5 min read

The Question of Today’s Media and Entertainment Economy

I’ve always had a wide vision. Some say it’s too wide. I see media and entertainment for what it can be instead of what it has become. It curates an ambitious path of goals that creates a game of ‘connect the dots’ – with disappearing dots. I’ll never walk away because that wide vision is attainable. Despite trying to chase those disappearing dots.

The Attention Economy

We live in an interesting time of the ‘attention economy’. An era where the ‘how’ is more important than the ‘why’. According to ZipDo, the average consumer is exposed to roughly 6,000 to 10,000 advertisements per day. Programmatic advertising was predicted to account for 92% of all digital advertising spending this year. That means we live our lives according to the algorithm. Now, more than ever. Slaves to the robots.

I hate to be the one kicking and screaming but I can’t help but wonder how much soul is in this stuff? How much of today’s entertainment and media vibrates with us in ways that are conducive to our daily lives? Instead of being predatory towards our devices. I congratulated two of my friends (well, one is a cousin) for completing law school and now my timeline is full of law school graduates. Not to mention, I’m seeing ads for law schools and universities.

No thanks, algorithm. I’m already up to my neck in student loans for grad school. 

People Really Hate Advertisements

Speaking of advertisements, a 2022 survey by Kantar revealed that 8 in 10 consumers find advertisements annoying. “People hate advertising. They f@&*ing truly and actually, hate it … and this all the agencies’ and advertisers’ fault,” said by Boudica Chief Creative Officer, Joanna Coales. She shared that most consumers will do anything to skip ads. According to Forbes, there are several factors in the advertising industry that have become annoying. Concerns of trustworthiness, advertising fatigue, lack of culture, pointlessness (more about this later), relevance, woke-washing, and others are the driving factors behind the industry’s decline. It’s predatory.

Not all are bad. Some are subtle reminders of a great product. Others are flat jokes and cringy ‘Tik Tok’ dances just to say they got your eyeballs. They only need a few seconds of your time to make some advertising money off of you. I wasn’t supposed to tell you about that, though. So, you know, keep it between us.

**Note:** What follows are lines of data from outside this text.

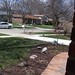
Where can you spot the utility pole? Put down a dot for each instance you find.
(70, 68)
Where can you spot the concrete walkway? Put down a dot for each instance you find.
(57, 66)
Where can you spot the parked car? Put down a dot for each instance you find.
(5, 25)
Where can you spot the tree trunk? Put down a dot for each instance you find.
(70, 68)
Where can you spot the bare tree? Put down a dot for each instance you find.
(7, 6)
(57, 9)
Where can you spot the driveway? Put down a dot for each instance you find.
(20, 33)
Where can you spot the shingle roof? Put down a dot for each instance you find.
(3, 13)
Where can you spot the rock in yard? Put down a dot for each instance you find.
(44, 49)
(33, 57)
(22, 64)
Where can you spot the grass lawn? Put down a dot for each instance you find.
(58, 36)
(45, 33)
(44, 26)
(3, 34)
(33, 26)
(12, 50)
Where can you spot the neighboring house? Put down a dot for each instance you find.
(3, 16)
(66, 26)
(31, 19)
(16, 18)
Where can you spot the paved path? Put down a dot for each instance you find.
(19, 33)
(57, 66)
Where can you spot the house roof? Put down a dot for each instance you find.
(32, 17)
(26, 16)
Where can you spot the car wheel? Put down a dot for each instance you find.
(9, 27)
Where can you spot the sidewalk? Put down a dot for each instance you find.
(57, 66)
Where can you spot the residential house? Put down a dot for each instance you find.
(3, 16)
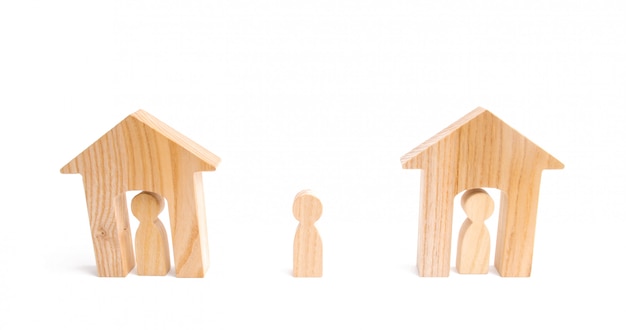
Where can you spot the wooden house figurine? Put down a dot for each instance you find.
(478, 150)
(143, 153)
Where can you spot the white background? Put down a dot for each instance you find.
(326, 95)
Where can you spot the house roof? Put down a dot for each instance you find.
(158, 127)
(418, 157)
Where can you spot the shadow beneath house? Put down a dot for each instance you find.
(91, 270)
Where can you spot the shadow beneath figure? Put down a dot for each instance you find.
(88, 269)
(493, 271)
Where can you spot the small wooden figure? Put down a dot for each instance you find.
(307, 245)
(151, 247)
(478, 150)
(472, 255)
(143, 153)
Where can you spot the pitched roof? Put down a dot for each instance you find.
(160, 128)
(416, 158)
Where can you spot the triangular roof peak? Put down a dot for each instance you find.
(479, 119)
(159, 127)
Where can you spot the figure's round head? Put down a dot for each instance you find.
(477, 204)
(306, 207)
(147, 205)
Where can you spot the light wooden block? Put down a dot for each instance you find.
(479, 150)
(143, 153)
(307, 245)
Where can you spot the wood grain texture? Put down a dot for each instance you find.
(307, 246)
(151, 246)
(478, 150)
(143, 153)
(474, 243)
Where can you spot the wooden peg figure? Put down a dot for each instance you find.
(474, 243)
(307, 245)
(151, 247)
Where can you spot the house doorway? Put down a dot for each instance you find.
(491, 223)
(163, 216)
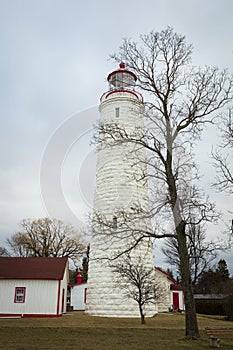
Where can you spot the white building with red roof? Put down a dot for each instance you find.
(33, 287)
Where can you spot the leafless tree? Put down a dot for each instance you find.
(223, 162)
(223, 159)
(200, 251)
(138, 281)
(47, 237)
(181, 100)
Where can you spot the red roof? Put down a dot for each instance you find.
(32, 268)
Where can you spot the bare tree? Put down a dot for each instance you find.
(223, 159)
(181, 101)
(200, 251)
(47, 237)
(138, 282)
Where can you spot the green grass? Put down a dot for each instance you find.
(81, 332)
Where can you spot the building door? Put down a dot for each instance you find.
(175, 296)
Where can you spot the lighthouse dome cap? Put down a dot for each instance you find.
(121, 69)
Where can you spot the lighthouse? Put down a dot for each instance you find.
(121, 191)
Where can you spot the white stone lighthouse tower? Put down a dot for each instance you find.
(118, 192)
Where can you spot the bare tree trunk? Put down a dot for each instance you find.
(141, 314)
(191, 326)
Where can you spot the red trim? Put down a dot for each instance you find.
(29, 279)
(106, 94)
(23, 295)
(29, 315)
(58, 296)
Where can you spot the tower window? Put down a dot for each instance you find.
(117, 112)
(114, 222)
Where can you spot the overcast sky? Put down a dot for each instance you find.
(53, 66)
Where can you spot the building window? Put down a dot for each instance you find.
(115, 222)
(20, 293)
(117, 112)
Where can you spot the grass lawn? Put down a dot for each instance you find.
(78, 331)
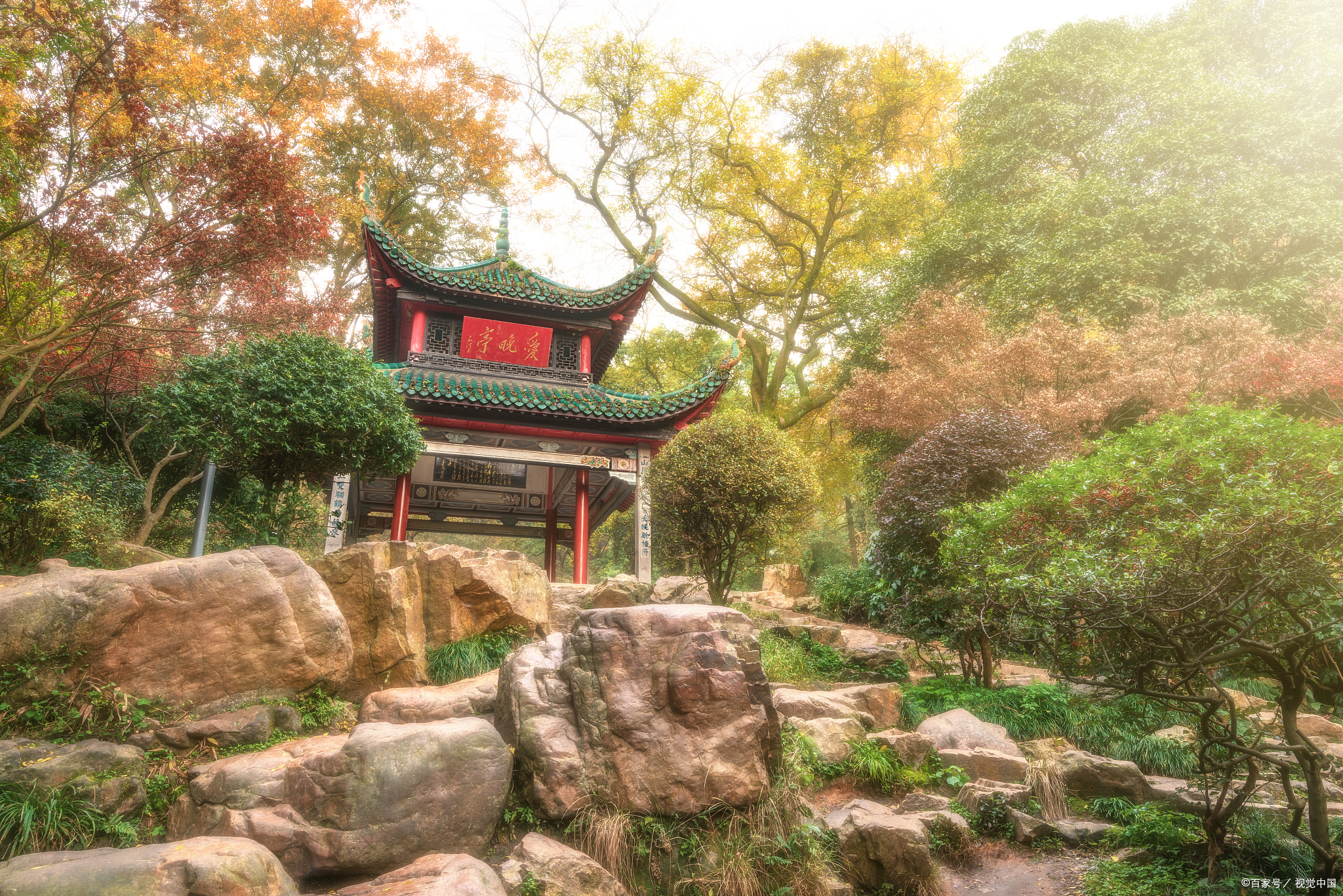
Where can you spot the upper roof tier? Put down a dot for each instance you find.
(502, 280)
(498, 286)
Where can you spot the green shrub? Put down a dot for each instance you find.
(74, 705)
(1158, 829)
(755, 613)
(1155, 879)
(1117, 727)
(993, 820)
(37, 820)
(473, 656)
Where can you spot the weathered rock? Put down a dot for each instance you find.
(1028, 829)
(1089, 777)
(923, 802)
(563, 615)
(121, 555)
(1244, 701)
(557, 868)
(1180, 734)
(434, 875)
(680, 589)
(403, 601)
(199, 867)
(1177, 794)
(959, 730)
(877, 659)
(985, 764)
(976, 793)
(835, 820)
(910, 747)
(108, 775)
(618, 591)
(186, 631)
(770, 600)
(1319, 728)
(833, 737)
(935, 819)
(656, 709)
(1075, 832)
(798, 705)
(829, 636)
(885, 849)
(458, 700)
(367, 802)
(249, 726)
(873, 705)
(785, 578)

I’m no fool. I know that advertising is what keeps a lot of businesses alive. Especially in this industry. I just see a world where the ads aren’t predatory, random, abusive, and intrusive. Just imagine if all of those words represented someone. You’d hate them, right? Wouldn’t trust them as far as you could throw them. That’s a problem.

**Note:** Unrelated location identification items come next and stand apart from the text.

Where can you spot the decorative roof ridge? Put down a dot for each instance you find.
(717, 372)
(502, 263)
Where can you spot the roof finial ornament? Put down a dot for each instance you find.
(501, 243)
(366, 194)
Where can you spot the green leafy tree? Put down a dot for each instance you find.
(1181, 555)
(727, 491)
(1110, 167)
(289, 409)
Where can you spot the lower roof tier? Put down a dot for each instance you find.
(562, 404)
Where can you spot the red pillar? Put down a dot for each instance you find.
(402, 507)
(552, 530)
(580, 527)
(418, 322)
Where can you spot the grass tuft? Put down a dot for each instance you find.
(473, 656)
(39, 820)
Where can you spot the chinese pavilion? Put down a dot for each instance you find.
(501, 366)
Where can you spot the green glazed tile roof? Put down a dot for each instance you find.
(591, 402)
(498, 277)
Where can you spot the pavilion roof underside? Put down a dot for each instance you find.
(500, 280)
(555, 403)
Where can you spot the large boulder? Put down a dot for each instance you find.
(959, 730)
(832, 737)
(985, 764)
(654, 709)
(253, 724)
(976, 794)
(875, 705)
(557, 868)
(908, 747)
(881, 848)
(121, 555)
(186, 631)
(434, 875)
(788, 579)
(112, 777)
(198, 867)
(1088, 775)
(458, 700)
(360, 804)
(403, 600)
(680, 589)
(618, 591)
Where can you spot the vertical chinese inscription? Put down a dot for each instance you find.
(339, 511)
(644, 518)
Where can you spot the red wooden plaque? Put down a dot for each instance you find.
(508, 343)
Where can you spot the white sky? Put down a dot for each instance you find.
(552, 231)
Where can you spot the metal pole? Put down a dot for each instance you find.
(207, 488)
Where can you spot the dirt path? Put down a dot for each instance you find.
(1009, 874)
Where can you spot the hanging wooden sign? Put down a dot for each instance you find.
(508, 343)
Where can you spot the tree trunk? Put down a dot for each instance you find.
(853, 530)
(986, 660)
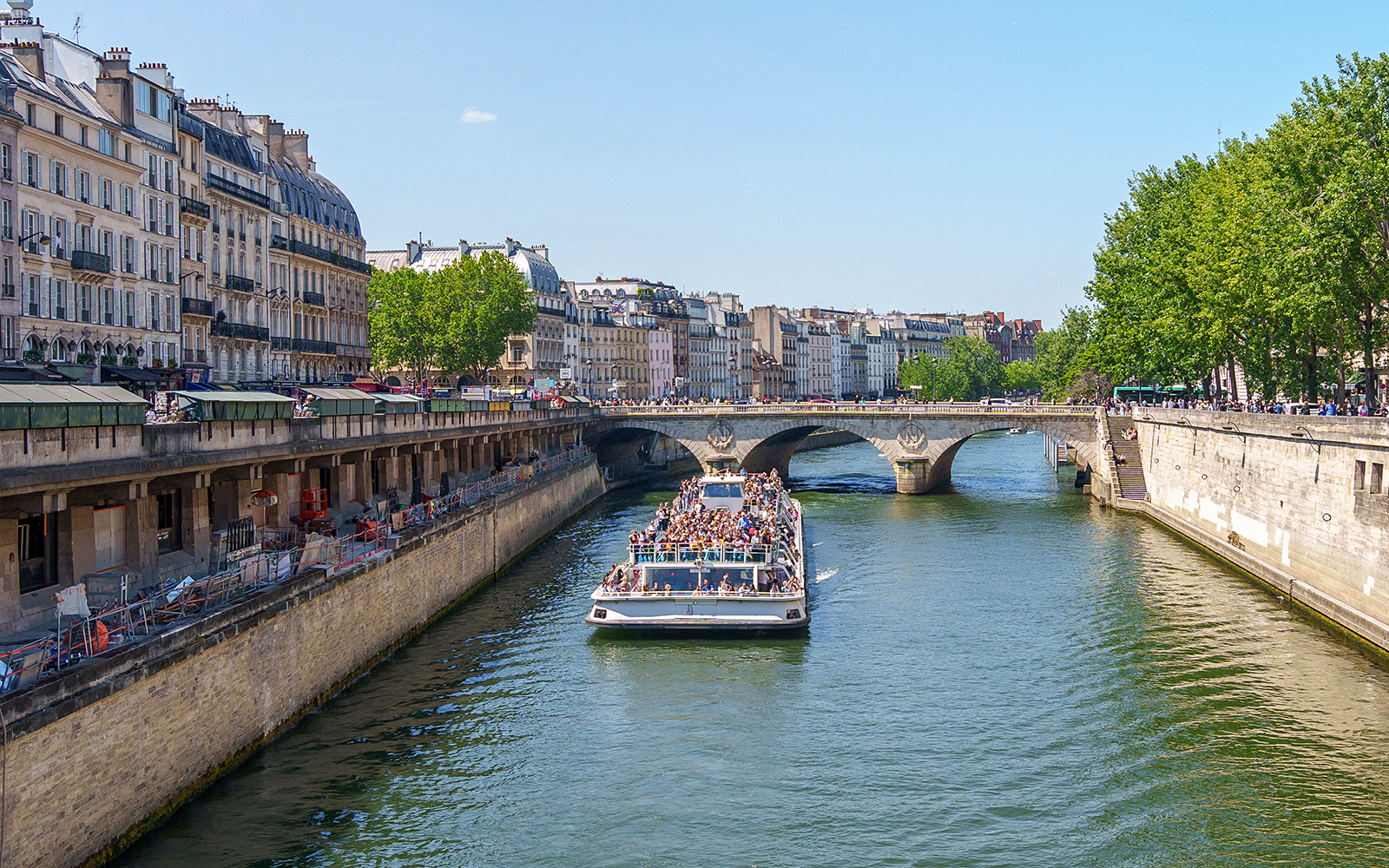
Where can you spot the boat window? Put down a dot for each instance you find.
(685, 578)
(722, 490)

Oftentimes, we’ll watch a commercial and have no clue what they’re selling. We’ll hear their new campaign slogan and be more confused than enticed. Trying everything except to connect. Bullying us – strong-arming our attention. 

Today’s entertainment is no different. We see their faces. We hear their voices. They are forgotten before sundown. 

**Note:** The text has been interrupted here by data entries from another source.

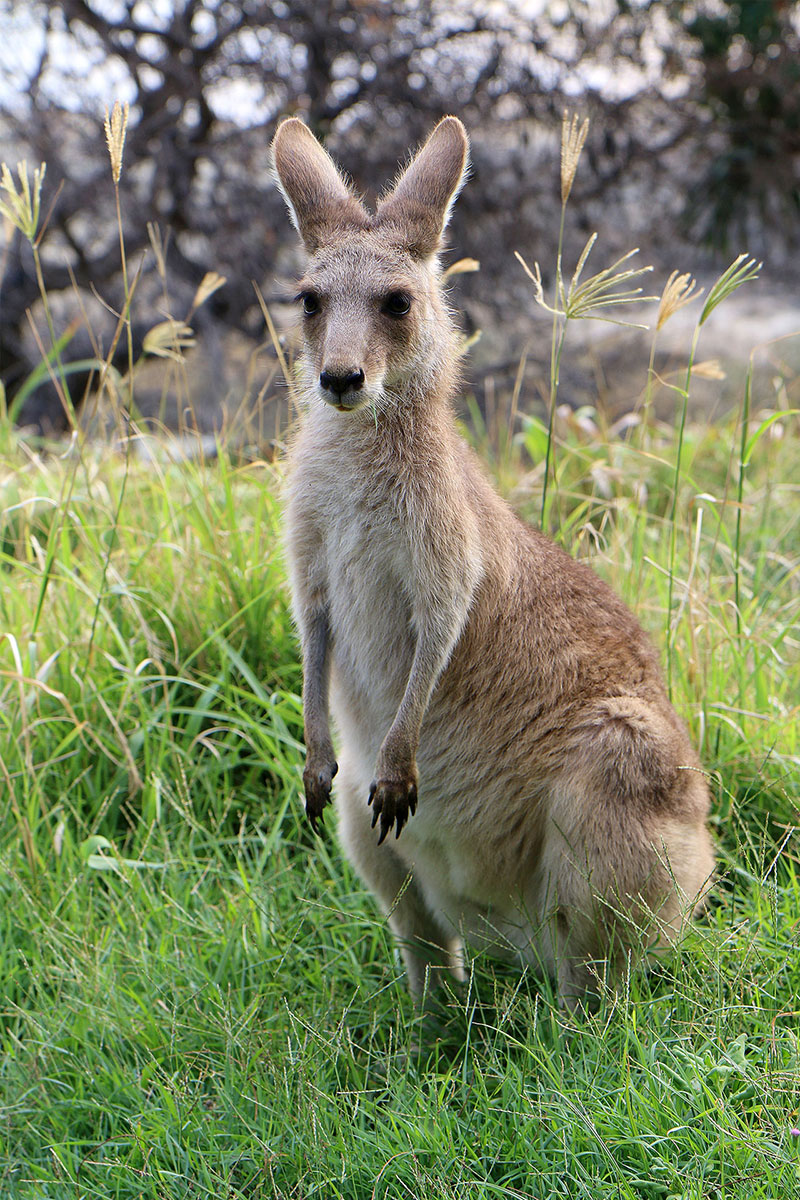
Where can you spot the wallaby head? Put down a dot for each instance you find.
(377, 330)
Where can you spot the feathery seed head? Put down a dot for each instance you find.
(573, 135)
(168, 340)
(115, 127)
(678, 291)
(210, 283)
(20, 205)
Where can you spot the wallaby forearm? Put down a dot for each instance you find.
(394, 791)
(320, 760)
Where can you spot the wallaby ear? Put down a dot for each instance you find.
(320, 203)
(419, 204)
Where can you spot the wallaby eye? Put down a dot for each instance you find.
(397, 304)
(310, 303)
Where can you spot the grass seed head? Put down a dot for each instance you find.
(573, 135)
(678, 291)
(210, 283)
(115, 127)
(20, 205)
(168, 340)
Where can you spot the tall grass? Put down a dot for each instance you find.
(198, 996)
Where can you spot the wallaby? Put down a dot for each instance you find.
(495, 703)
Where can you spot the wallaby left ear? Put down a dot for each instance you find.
(419, 204)
(320, 203)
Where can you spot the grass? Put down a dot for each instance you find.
(199, 997)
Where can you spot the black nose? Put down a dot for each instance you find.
(340, 383)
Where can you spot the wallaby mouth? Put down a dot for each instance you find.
(341, 388)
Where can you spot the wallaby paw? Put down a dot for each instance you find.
(317, 781)
(394, 801)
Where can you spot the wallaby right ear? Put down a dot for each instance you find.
(319, 201)
(420, 202)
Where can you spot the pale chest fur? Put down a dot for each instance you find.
(348, 538)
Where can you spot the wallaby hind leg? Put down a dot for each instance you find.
(427, 949)
(626, 853)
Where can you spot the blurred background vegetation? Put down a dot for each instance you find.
(693, 155)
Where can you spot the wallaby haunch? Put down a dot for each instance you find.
(495, 703)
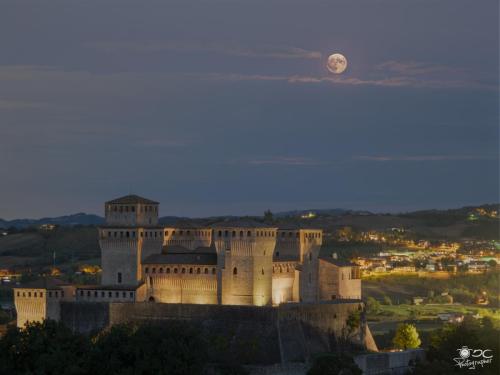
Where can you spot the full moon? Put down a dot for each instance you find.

And, I Miss Stars That Shined During the Day, Too

That’s something that bothers me, too. I believe in an entertainment economy that entertains and engages fans at transformative intersections of culture. I believe in artist-audience connections that develop into decades-worth of service to community and culture. I’m haunted by a vision – a cultural renaissance; a place where art becomes the tool. Where artists cry with you. Actors bloom with you. Writers make you believe in something, again. Purpose in song and dance.

This is something that I want to explore more. I’d love to analyze the career-spans of today’s artists in comparison to yester-decades. It’s proven that human attention spans have thinned out. Early 2000s research clocked our attention spans at about 2.5 minutes, on average. In recent iterations of that same study, the average has gone down to 47 seconds (Ducharme, 2023). I can’t help but wonder what that spells for media and entertainment consumption. 

Researchers detail that the never-ending pattern of dopamine mining on our devices is the culprit. “Screens present a unique minefield of distractability, with their constant flow of notifications and information—and that’s by design,” says Gloria Mark, professor of Informatics at University of California Irvine.“It’s not just the fact that there’s algorithms catching our attention. We have this sense that we have to respond, we have to check.” 

Every time we do, our brains get a small jolt of dopamine. The catalyst to an addiction. The master and the slave.

Fin.

My theory? Well, I don’t know if I have a fully-developed one, yet. A lot of our minds have developed into mush. Spineless, shapeless, mush. I have to catch myself, sometimes. The feeling hurts, at first. Then I realize that this very feeling is at the base of The CTZNS existence. 

These are the questions we’ll answer. This is why we are here.